Octogenarian Eustace Waterman has escalated his land dispute with his neighbours at Gemswick, St Philip.
Just a week ago sixty-eight-year-old Audrey Darlington complained that Waterman impeded the passage of emergency service vehicles, including ambulances and fire trucks, by placing boulders on the road which she claimed was the only access to her home.
However, this morning, the elderly man who said he was seeking to claim his land, has now excavated the entire road making it completely impassable.
Darlington who was furious by the latest development, said she was in the process of seeking legal advice.
She said she was prepared to head to the law courts to fight for the land, which her family has been using as an access point for almost 100 years.
“This is too hard on me. Ambulance, or nothing can’t get by me. That ain’t good enough. He got all the access anybody could get to him, but nobody could get at me,” Darlington said.

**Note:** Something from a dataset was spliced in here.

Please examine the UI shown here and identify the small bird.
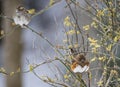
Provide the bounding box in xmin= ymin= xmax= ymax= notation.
xmin=13 ymin=5 xmax=32 ymax=27
xmin=71 ymin=50 xmax=89 ymax=73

“Yesterday morning as early as 7 o clock he and two men came and marked the road. So this morning before 8 o’clock they were here with a bobcat or the thing that you normally dig up the road with. And before 8 o’clock it was finished. “He start with one and he end with the second one, so I would now got to try and see what I could do now, because nobody could get in to me. With the boulders you could still walk, but now with the digging up you can’t even walk now,” the resident added.
Darlington also claimed that the excavation of the road also prevented a garbage truck, which was in the area at the time, from passing.
However, she said she was more concerned about her sick brother, 72-year-old Kenneth Darlington, who would be seriously disadvantaged if he was to take ill and an ambulance had to be called.
“He got to go back to the doctor next week. I don’t know how he would be able to get out because his nephew or an ambulance normally take him for medical attention. But he must go back to the doctor next week,” she said.
After the boulders were placed, Darlington filed a complaint at the Town and Country Department, Warrens, St Michael. Officials at the department promised her that they would investigate the matter, which had also been reported to the police.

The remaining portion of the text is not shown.